In contrast, certain embodiments of this disclosure provide a plug and pump manifold system that would replace the many hoses, swivels, and straight joints with low- and high-pressure lines that are pre-rigged in the manifold system and that have adequate flexibility to accommodate the variability of equipment positioning, vibration and other movement. The low- and high-pressure lines may include articulating arms configured to swing out toward the pumping modules. The low-pressure lines may utilize larger lines that reduce the total number of lines required. By utilizing a hammerless connection, the articulating arms further reduce the time requirements and the safety hazards. The articulating arms are not broken loose as part of the rig-down procedure. Relative to conventional systems, the plug and pump manifold system may reduce the number of action steps, and consequently the time requirements and opportunities for injury, by as much as 60% or more. Accordingly, the present disclosure provides for a novel rig and manifold system with advantages over conventional systems.

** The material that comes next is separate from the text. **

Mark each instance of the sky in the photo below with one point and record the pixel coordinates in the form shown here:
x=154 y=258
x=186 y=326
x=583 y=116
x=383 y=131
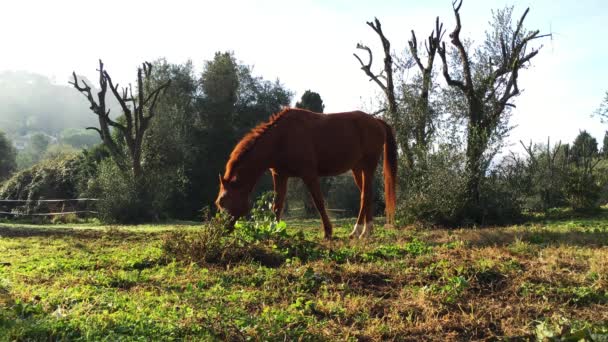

Therefore, the present disclosure is well adapted to attain the ends and advantages mentioned as well as those that are inherent therein. The particular embodiments disclosed above are illustrative only, as the present disclosure may be modified and practiced in different but equivalent manners apparent to those skilled in the art having the benefit of the teachings herein. Furthermore, no limitations are intended to the details of construction or design herein shown, other than as described in the claims below. It is therefore evident that the particular illustrative embodiments disclosed above may be altered or modified and all such variations are considered within the scope and spirit of the present disclosure. The indefinite articles “a” or “an”, as used in the claims, are defined herein to mean one or more than one of the element that it introduces. Also, the terms in the claims have their plain, ordinary meaning unless otherwise explicitly and clearly defined by the patentee.